Certains prédisent que l’exclusion du droit au regroupement familial pour l’ascendant entrainera un phénomène d’exil forcé dès lors qu’un « Belge exerçant son droit à la libre circulation au sein de l’Union européenne pourrait effectuer un regroupement familial si l’Etat où il est installé l’y autorise puis revenir en Belgique avec son parent (…) Avant le vote de la loi de 2011, des Néerlandais s’installaient en Belgique et y opéraient des regroupements familiaux interdits par la loi néerlandaise. On pourrait assister au même phénomène. Des gens sont poussés dans le dos »[2].

De toute évidence, cette exclusion vise essentiellement les ressortissants belges d’origine musulmane. En agissant de la sorte, la Belgique prend à contre-pied l’influence que détient le pays d’origine sur la conception du rôle du père ou du grand-père. En effet, ce sont justement dans ces pays visés, et plus largement dans toute l’Afrique, que cette influence se fait lourdement sentir. Car, dans la conception africaine de la famille, au delà de l’éducateur et du modèle, l’ascendant est le nombril de la famille. Ainsi, si les enfants s’estiment redevables envers les ascendants dans toutes les cultures, il ne fait nul doute que ceci est encore plus prononcé chez les Africains.  De ce fait, l’ascendant appelle, à l’égard du descendant, à un respect et à un devoir de bienveillance sans aucune mesure et sans limite dans le temps.

Dès lors que l’on insiste sur la charge que représentent  les ascendants pour l’Etat, les autorités belges décident de privilégier des considérations économiques au détriment du droit fondamental de vivre en famille. En considérant respecter le principe de proportionnalité exigé par l’article 8§2 de la CEDH ainsi que le principe de non-discrimination, la Cour affirme que « le Belge majeur a pu se constituer un réseau affectif sur le territoire national. Même si ces liens ne sont pas assimilables aux liens de parenté qui l’unissent à ses ascendants directs, il n’en demeure pas moins que l’intégration du Belge majeur, dont les parents ne sont pas des citoyens européens, rend moins nécessaire pour lui la présence permanente de ses parents sur le territoire national »[3].

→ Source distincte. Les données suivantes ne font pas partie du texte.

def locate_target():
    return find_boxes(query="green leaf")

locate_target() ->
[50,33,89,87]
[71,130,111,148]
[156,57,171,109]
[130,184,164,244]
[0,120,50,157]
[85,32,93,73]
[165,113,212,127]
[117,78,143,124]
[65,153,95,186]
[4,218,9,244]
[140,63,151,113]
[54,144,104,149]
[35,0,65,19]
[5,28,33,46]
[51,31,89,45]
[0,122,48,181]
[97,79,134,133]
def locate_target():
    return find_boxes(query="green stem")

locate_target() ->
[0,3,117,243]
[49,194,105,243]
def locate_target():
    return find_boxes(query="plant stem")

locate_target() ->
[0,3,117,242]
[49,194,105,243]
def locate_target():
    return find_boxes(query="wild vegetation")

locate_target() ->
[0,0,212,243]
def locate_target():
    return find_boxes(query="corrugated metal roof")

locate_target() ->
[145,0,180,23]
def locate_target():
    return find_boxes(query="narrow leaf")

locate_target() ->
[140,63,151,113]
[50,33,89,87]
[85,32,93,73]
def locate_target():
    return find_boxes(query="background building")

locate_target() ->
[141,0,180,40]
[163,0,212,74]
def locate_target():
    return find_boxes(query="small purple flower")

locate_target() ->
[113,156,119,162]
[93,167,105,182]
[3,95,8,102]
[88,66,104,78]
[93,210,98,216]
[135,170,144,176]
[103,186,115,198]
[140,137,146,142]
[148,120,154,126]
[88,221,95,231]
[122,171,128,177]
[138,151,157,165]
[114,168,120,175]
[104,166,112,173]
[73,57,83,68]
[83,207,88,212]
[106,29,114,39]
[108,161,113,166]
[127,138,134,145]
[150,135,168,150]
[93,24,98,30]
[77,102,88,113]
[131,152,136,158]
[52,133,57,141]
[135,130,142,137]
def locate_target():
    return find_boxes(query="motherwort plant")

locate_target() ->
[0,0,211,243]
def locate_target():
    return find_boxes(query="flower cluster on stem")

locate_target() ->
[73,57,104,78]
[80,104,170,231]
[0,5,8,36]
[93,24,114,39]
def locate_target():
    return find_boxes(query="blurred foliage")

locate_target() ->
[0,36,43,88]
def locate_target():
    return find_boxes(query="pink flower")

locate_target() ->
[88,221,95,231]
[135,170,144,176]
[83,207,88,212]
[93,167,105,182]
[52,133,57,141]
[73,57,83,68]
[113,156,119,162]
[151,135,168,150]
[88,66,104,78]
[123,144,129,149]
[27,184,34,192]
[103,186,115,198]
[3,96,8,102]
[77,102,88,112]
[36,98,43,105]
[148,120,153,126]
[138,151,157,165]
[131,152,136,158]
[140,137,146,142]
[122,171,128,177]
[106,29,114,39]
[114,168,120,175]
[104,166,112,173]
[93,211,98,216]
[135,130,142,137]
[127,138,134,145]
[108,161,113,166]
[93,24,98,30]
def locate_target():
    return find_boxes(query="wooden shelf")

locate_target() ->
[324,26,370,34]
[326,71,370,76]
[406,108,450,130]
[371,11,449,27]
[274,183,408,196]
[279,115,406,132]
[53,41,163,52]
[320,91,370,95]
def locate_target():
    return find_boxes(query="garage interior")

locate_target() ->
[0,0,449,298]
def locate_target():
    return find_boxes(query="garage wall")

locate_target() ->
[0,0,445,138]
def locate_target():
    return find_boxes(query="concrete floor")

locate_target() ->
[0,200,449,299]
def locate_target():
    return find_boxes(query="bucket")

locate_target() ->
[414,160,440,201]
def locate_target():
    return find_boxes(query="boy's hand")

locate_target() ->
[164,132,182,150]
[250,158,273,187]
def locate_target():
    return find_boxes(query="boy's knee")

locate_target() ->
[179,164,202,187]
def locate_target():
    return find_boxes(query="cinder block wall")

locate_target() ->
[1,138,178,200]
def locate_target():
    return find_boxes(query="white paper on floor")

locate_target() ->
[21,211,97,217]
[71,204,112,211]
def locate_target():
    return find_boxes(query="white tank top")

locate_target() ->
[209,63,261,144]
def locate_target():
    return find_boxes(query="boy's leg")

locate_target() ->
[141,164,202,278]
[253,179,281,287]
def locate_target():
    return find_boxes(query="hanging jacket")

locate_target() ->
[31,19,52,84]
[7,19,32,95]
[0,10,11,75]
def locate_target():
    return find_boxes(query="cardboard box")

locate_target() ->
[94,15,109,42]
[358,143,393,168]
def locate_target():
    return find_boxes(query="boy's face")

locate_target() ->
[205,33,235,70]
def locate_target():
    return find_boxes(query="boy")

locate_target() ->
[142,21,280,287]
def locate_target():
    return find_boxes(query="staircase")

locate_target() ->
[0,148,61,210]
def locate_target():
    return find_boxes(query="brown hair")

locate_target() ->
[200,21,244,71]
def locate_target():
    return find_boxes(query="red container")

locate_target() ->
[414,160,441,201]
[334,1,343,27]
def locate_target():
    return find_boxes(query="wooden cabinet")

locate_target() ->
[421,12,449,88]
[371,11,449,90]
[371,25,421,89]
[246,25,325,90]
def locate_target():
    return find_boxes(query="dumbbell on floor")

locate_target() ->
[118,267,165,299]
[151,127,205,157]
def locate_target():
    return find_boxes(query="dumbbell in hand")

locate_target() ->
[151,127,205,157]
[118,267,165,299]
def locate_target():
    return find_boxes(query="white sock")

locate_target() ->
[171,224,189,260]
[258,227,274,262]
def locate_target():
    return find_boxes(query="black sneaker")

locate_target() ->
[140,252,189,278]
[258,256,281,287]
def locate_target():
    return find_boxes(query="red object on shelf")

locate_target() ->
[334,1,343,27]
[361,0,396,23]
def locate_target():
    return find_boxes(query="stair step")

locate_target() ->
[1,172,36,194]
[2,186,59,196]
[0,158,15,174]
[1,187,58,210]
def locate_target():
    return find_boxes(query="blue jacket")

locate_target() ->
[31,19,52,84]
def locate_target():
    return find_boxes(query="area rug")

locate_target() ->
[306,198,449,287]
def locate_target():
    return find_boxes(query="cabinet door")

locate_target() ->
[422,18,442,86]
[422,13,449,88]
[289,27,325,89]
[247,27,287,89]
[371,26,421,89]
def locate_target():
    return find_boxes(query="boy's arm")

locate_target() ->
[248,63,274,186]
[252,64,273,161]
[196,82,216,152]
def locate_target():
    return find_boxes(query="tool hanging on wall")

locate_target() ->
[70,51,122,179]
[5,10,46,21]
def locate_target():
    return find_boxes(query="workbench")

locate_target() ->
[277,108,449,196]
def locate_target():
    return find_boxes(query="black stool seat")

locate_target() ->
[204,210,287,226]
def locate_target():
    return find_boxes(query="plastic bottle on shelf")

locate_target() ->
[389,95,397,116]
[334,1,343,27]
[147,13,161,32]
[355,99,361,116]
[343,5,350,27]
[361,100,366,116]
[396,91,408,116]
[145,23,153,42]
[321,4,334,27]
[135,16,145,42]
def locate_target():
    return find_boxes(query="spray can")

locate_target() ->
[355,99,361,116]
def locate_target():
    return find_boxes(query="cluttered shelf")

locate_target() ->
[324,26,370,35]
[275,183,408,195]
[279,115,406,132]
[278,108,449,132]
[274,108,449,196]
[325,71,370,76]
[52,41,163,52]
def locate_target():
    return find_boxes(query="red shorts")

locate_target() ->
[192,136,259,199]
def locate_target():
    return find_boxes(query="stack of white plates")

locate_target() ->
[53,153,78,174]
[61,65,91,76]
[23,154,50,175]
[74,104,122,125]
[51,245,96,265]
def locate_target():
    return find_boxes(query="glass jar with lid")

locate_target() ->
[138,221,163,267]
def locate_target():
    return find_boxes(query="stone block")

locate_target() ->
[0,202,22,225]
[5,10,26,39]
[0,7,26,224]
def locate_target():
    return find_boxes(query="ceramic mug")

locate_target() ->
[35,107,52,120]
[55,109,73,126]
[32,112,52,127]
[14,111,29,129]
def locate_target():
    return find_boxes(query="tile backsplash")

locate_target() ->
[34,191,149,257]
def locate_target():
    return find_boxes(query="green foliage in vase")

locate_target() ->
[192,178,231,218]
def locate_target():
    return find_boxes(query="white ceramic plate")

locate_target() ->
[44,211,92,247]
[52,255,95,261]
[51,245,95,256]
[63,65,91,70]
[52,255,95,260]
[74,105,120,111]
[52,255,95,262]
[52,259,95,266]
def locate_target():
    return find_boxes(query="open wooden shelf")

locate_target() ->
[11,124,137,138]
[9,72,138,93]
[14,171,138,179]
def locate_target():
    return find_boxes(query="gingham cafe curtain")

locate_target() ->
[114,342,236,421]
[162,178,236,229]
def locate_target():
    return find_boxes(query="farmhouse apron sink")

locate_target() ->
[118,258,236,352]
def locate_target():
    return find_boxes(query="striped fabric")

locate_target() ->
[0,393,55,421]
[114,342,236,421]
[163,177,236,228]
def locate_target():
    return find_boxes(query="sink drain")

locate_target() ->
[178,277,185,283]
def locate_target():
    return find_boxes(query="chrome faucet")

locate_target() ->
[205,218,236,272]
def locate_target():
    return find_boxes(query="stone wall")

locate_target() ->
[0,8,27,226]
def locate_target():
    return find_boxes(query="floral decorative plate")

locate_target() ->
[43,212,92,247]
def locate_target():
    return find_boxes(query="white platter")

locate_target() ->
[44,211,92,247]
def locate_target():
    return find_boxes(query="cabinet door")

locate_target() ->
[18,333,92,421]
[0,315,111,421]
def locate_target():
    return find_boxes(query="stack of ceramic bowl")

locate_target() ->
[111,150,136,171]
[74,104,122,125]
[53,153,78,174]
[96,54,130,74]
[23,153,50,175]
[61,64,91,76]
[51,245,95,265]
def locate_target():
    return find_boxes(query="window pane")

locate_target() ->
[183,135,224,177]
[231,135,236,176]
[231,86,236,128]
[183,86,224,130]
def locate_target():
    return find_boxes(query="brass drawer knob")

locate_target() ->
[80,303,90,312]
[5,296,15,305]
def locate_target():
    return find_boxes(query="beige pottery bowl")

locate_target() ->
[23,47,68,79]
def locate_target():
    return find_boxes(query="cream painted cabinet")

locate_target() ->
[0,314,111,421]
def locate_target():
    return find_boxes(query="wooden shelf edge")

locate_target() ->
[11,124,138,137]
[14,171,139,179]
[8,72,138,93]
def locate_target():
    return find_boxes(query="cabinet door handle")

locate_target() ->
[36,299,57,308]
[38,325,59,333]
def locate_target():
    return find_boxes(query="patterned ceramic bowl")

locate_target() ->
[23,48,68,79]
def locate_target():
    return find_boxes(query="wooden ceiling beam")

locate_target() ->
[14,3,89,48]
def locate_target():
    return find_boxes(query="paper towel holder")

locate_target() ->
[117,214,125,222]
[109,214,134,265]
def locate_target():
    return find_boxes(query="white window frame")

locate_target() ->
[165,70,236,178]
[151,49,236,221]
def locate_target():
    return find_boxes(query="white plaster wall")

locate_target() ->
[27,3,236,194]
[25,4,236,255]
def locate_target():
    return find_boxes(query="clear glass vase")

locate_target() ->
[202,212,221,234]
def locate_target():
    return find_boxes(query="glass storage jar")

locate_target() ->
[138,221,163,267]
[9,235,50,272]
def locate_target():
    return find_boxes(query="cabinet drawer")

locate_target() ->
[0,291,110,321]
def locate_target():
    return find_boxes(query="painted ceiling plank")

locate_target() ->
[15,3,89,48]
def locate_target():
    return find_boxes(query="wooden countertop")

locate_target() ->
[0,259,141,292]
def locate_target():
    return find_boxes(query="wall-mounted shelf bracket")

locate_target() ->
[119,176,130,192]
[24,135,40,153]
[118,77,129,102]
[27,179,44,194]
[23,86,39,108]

Or, une telle interprétation de la figure parentale semble fortement restrictive. En effet, à aucun moment la Cour ne prend en compte la véritable raison pour laquelle tend de personnes, principalement d’origine africaine, désirent se faire rejoindre par leur parents. Car bien au delà de l’aspect affectif, ceux-ci agissent avant tout par solidarité familiale[4] à l’égard d’une figure parentale à qui est vouée un véritable culte.

Par ailleurs, l’argument de la Cour, qui tente de minimiser le poids de cette exclusion et prétend respecter le principe de proportionnalité en rappelant que les ascendants peuvent demander un « visa humanitaire »[5], est tout aussi surprenant lorsque l’on sait pertinemment bien qu’un tel visa est extrêmement difficile à obtenir.

 

[1] CJUE, 8 mars 2011 (Gerardo Ruiz Zambrano c/ Office national de l’emploi), C 34/09)

[2] J.-C. M, « Regroupement familial : les Belges poussés à l’exil », La Libre Belgique, 27 septembre 2013, p. 8

[3] C. const., du 26 septembre 2013, n° 123/2013, B.7.3.

[4]M. VANDEMEULEBROUCKE, « Quand les parents ne font pas vraiment partie de la famille » http://www.amnesty.be/doc/les-blogs/le-blog-de-martine/article/quand-les-parents-ne-font-pas

[5] L’article 9 de la loi du 15 décembre 1980 prévoit qu’un droit de séjour peut être accordé moyennant le pouvoir discrétionnaire du ministre de l’Intérieur.